For those unfamiliar with the architects of this controlled collapse: Grab has made a name for himself by weaponizing feedback loops, turning mixer circuitry into a self-sustaining sonic organism that gurgles, screeches, and occasionally purrs. Meier, on the other hand, comes from the rhythmically rigorous world of avant-rock minimalism (notably with Schnellertollermeier), where tightrope-walking between structure and entropy is standard practice. Together, they forge a sound that’s neither led by percussion nor electronics but exists in a constantly shifting dialogue between the two - like a conversation between a fault line and the magma bubbling beneath it.

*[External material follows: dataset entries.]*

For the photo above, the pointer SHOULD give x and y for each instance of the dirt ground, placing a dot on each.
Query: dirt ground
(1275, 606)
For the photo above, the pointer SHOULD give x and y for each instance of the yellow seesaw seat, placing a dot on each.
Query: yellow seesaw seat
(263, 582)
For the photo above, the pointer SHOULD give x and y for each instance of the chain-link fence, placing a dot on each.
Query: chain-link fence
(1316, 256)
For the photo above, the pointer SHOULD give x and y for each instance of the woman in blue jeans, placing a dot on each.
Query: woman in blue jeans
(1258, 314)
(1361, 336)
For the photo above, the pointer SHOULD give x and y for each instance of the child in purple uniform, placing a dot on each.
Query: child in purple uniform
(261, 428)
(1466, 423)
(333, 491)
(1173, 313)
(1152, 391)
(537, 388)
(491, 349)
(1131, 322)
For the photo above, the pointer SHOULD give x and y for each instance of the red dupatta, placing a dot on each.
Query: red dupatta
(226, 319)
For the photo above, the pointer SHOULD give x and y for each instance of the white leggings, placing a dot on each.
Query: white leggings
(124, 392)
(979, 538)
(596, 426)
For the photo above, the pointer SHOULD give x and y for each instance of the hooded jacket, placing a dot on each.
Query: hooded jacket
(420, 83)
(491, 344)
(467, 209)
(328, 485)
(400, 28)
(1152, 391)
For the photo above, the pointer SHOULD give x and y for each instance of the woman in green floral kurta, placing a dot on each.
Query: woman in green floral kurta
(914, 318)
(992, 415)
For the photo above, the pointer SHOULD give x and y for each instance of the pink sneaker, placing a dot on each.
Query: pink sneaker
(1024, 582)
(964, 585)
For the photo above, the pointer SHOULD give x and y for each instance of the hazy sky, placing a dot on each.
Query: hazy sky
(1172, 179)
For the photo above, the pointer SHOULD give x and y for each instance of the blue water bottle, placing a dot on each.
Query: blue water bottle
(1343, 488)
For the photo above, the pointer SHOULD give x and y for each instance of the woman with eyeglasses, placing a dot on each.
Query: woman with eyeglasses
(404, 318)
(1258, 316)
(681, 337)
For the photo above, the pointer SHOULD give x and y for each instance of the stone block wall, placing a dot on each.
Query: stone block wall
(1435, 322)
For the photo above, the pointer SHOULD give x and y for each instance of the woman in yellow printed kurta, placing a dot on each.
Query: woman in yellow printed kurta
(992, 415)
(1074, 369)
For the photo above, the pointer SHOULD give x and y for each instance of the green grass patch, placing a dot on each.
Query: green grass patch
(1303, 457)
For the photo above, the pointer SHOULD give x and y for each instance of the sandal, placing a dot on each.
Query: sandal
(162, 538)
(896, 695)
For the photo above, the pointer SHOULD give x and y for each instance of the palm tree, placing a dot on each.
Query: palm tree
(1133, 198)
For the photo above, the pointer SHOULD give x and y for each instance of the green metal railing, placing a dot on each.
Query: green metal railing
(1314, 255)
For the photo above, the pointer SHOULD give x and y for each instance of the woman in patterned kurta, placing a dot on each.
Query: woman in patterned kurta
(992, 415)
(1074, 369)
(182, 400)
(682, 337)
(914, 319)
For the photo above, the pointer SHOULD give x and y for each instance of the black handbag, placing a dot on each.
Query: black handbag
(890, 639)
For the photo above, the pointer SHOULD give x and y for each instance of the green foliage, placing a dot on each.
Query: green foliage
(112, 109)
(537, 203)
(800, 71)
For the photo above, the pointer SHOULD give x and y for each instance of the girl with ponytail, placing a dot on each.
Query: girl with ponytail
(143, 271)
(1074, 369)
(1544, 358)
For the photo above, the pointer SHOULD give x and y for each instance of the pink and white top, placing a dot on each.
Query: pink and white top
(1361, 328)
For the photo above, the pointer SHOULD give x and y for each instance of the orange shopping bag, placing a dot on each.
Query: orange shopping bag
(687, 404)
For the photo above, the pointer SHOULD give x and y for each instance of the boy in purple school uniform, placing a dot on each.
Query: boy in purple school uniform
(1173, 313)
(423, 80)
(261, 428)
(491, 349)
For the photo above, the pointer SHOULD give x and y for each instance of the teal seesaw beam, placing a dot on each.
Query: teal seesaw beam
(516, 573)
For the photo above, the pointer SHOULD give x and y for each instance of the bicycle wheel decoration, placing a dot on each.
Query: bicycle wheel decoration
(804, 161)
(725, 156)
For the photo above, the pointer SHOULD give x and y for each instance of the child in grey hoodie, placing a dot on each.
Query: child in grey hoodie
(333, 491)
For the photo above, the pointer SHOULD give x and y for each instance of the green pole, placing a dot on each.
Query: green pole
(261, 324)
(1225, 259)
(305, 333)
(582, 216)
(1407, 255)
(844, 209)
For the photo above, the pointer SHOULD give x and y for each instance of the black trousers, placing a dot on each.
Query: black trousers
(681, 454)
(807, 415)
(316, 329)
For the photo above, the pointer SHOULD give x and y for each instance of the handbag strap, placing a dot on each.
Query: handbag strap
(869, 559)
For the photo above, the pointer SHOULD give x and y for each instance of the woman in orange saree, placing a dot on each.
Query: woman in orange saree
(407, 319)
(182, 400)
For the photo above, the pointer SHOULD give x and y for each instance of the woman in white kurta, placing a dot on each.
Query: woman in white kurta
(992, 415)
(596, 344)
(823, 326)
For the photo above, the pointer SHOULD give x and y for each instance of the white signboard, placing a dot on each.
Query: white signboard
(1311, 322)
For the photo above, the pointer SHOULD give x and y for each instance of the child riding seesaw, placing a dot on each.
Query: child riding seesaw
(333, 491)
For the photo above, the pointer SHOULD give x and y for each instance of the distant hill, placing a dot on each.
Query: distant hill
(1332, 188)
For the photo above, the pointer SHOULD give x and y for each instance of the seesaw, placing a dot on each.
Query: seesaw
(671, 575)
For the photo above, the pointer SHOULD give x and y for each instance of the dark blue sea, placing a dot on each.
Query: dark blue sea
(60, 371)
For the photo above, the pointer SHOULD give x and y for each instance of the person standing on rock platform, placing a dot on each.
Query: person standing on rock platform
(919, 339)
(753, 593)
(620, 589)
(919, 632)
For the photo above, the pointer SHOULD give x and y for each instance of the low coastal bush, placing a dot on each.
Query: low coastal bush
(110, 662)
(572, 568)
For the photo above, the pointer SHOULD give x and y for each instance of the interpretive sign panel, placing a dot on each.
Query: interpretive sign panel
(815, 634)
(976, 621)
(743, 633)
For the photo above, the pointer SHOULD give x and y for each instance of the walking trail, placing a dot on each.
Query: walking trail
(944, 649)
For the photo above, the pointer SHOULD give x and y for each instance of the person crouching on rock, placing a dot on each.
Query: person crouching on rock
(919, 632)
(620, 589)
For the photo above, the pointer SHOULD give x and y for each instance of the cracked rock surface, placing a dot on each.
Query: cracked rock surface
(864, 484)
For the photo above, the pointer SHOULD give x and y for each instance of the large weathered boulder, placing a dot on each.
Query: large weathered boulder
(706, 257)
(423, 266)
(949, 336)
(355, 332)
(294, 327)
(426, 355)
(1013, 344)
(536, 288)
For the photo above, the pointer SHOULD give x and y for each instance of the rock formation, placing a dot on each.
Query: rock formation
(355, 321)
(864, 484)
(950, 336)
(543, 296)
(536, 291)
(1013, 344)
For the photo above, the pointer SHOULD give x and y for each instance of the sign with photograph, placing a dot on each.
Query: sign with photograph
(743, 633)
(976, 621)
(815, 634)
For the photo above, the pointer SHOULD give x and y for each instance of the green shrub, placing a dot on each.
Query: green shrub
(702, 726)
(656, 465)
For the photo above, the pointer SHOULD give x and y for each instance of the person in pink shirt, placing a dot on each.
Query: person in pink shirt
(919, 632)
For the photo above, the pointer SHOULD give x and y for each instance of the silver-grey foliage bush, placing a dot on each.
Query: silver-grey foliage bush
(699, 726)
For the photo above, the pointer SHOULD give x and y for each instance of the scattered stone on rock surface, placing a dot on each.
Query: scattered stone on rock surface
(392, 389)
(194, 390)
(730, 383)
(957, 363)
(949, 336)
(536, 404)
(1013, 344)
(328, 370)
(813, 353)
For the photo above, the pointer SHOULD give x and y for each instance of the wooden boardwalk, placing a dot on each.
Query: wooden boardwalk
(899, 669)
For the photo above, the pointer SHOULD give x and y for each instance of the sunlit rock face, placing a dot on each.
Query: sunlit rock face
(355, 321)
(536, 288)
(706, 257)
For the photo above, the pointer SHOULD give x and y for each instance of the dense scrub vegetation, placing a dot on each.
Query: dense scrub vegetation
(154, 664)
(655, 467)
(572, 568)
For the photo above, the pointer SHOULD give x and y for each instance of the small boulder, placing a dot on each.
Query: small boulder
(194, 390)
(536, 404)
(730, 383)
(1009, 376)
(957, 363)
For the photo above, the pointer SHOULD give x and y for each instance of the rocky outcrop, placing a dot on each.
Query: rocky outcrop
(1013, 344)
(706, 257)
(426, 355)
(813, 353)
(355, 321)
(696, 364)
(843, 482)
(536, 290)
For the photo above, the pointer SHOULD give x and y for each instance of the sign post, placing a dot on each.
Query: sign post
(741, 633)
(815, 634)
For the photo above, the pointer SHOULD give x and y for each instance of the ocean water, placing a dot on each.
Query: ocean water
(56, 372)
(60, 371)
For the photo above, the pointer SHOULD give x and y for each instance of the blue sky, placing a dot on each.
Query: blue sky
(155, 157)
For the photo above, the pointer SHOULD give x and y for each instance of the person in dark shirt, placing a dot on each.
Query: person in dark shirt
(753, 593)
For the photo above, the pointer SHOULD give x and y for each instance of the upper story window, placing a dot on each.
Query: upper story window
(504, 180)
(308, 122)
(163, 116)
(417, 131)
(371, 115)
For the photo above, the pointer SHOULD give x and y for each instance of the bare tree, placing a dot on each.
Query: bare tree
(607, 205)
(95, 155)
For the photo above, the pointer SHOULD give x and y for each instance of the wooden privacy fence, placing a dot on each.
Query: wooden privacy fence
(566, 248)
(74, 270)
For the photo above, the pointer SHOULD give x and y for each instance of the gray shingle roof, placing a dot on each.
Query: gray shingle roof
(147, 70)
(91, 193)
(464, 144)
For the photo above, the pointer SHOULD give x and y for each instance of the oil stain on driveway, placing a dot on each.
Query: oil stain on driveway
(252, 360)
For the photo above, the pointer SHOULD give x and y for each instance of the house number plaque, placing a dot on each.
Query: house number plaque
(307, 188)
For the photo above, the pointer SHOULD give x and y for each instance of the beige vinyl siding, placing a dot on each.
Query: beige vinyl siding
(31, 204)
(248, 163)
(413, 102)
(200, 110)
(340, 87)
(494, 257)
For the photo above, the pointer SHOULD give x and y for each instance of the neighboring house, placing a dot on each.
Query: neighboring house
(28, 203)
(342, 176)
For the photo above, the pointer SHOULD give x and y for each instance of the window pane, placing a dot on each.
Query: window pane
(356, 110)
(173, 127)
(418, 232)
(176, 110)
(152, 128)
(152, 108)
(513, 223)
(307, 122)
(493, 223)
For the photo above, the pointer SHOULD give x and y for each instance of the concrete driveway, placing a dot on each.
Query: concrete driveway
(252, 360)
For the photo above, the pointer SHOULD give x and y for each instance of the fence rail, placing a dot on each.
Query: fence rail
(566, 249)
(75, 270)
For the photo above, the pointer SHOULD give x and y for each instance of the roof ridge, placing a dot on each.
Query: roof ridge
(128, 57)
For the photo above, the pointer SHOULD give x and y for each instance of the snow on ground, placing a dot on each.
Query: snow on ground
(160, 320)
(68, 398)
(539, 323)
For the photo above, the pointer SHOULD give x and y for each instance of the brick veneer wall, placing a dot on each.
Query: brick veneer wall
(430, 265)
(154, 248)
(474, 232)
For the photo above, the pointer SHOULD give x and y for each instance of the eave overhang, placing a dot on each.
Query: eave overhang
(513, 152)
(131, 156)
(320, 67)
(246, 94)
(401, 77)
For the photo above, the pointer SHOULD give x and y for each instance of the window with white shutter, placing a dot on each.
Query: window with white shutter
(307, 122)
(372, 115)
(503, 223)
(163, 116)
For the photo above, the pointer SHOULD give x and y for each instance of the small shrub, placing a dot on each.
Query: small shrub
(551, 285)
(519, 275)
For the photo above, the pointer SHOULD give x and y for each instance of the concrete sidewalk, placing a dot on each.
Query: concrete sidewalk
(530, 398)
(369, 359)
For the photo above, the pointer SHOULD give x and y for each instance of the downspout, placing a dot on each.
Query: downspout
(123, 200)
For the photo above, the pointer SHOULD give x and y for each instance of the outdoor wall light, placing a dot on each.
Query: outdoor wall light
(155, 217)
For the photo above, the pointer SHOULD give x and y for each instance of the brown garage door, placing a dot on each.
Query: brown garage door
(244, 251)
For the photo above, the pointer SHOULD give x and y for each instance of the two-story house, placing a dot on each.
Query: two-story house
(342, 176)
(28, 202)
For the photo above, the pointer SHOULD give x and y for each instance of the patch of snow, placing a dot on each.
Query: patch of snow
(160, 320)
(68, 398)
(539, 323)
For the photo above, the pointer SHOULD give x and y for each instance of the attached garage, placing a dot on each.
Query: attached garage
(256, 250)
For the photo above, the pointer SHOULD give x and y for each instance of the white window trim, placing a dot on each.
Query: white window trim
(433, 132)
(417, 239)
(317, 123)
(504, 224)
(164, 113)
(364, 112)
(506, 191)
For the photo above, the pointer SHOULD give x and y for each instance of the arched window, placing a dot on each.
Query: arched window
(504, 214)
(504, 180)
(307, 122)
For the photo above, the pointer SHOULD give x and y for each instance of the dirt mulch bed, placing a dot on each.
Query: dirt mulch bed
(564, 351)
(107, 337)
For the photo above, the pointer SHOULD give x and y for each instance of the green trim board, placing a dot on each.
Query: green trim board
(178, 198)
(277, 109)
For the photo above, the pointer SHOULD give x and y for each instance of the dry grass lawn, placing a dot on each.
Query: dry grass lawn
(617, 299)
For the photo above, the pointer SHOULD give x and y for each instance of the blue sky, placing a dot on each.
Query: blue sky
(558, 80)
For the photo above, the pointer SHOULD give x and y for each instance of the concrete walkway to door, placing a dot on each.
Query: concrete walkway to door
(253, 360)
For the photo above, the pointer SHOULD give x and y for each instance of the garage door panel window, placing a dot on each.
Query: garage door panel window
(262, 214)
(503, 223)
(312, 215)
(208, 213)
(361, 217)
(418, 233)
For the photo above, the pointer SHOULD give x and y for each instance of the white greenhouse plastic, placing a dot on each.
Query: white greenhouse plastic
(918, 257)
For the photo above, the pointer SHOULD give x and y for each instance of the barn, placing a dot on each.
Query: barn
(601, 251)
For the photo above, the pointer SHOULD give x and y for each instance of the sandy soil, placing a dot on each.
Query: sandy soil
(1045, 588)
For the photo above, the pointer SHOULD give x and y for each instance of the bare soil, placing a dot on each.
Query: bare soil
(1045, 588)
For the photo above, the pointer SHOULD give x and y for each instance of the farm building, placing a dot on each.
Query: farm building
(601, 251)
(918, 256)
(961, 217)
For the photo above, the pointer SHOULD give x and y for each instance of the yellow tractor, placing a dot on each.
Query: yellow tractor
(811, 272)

The track titles suggest geological processes ("Basalt", "Felsic", "Igneous"), and the music follows suit: dense layers of sound grinding against each other, reshaping themselves under pressure. Opener "Basalt" sets the tone with a slow, bubbling tension, Meier’s drumming skittering like falling rockslides while Grab’s electronics pulse and wheeze, searching for a foothold. "Stream" is a roiling mass of overlapping frequencies, where Meier’s rhythms seem to emerge not from a drum kit but from the earth itself - glacial yet strangely fluid. The aptly named "Pillow" offers a moment of (relative) calm, a subterranean lullaby where Grab’s tones stretch and ripple like molten rock cooling into fragile formations.
What makes "Porœs" so exhilarating is its inherent fragility. Grab’s no-input system teeters on the edge of self-destruction, constantly threatening to slip into chaos, while Meier’s drumming alternates between guiding and goading, sometimes reinforcing the electronic spasms, sometimes undermining them with a rhythmic misdirection. This is music that thrives in uncertainty - a documentation of two musicians balancing on a sonic fault line, daring the next tremor to hit.
Like an earthquake recorded in slow motion, "Porœs" captures the moment where solid structures begin to liquefy, where improvisation turns into erosion, and where noise and rhythm dissolve into one another. It is, quite simply, an album that doesn’t just sound like it’s about to collapse - it wants to collapse, and therein lies its beauty.